I just read:
The time saved and pain avoidance vs
climbing/tramming/hoisting and from retrieving
forgotten tools or dropped nuts was huge for
me and I felt much safer.
and I second that! If you take care to site the tires, and position the
machine base as close to the tower base as possible (within articulation
limits), it is far safer than climbing, especially on some towers like the HBX
series. Another couple advantages of a man-lift:
1) The ability to take a fully-assembled Force 12 C4XL down by merely raising
the bucket until it was a couple of inches under the CG of the beam, then
releasing the mast clamps and just sitting it on the lift basket. A couple of
nuts and a coax, and you merely swing the beam away, and down to the ground.
No muss, no fuss.
2) Use of the hydraulics of the basket to help separate tower sections. To
take a tower down, I take the bolts out of the top section, then chain the
basket to the section just above the section CG. If a gentle upward pressure
using the bucket controls won't convince the sections to separate, then light
maintained pressure while vibrating the joint will. Once it is separated, the
section stays chained to the basket and is easy to lower to the ground.
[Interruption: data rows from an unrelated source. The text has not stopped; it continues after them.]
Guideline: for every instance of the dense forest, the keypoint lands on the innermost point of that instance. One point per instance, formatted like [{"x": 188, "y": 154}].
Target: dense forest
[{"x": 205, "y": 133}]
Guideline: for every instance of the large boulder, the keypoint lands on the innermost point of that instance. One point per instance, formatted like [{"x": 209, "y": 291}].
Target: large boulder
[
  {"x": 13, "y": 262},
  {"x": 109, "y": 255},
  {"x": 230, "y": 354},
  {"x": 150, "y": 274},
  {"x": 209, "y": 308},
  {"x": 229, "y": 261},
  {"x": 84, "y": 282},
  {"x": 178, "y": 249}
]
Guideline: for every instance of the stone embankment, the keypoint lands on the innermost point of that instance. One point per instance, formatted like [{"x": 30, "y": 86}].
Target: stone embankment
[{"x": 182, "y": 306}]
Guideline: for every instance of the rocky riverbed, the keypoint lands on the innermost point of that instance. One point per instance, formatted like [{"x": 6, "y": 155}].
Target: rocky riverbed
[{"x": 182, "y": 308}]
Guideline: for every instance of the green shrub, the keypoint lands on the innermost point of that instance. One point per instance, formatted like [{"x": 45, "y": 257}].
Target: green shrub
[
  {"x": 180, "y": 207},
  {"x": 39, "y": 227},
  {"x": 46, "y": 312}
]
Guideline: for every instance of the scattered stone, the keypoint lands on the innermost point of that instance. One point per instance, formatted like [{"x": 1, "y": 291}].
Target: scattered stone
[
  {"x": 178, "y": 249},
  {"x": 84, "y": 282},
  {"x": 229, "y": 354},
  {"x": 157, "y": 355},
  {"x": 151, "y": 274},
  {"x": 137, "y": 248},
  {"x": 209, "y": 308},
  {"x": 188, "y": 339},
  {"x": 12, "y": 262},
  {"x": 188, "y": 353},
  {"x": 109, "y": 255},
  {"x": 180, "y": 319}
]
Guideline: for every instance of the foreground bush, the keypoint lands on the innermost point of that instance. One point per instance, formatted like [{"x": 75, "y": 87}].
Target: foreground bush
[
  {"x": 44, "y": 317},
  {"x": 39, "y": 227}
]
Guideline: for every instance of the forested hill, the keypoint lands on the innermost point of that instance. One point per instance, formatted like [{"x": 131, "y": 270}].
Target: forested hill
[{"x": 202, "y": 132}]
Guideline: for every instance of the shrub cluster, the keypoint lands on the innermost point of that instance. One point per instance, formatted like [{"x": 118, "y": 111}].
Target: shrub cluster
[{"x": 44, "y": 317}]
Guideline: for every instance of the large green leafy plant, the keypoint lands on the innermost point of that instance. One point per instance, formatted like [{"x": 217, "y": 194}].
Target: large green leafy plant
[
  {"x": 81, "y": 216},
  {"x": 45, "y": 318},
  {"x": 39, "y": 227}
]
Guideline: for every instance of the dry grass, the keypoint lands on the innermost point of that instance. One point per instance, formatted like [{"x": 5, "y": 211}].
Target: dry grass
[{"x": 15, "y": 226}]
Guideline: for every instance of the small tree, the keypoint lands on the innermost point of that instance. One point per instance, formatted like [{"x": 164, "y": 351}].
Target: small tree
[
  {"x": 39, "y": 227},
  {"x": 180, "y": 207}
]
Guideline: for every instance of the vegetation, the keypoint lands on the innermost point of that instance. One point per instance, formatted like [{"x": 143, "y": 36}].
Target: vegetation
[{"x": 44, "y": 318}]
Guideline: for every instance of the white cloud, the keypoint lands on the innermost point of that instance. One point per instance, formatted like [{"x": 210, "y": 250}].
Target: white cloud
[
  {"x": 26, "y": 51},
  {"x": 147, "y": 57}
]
Rinse, lather, repeat. Of course, maximum load for combined
operator+tools+tower section must be observed, but the lifts I have used are
all 300lbs capacity or more, so it is not a problem for me (yet!). I
disassembled a 60ft HBX down to the ground in less than 2 hours this way.
Strain and stress (and gravity, of course) on the person is the biggest risk in
tower work, and the lift takes almost all of this, allowing maximum
concentration while working which maximizes safety. I have used lifts for
years and feel comfortable with the capability and controls at height, if
someone is not then the advantage of a lift is understandably less.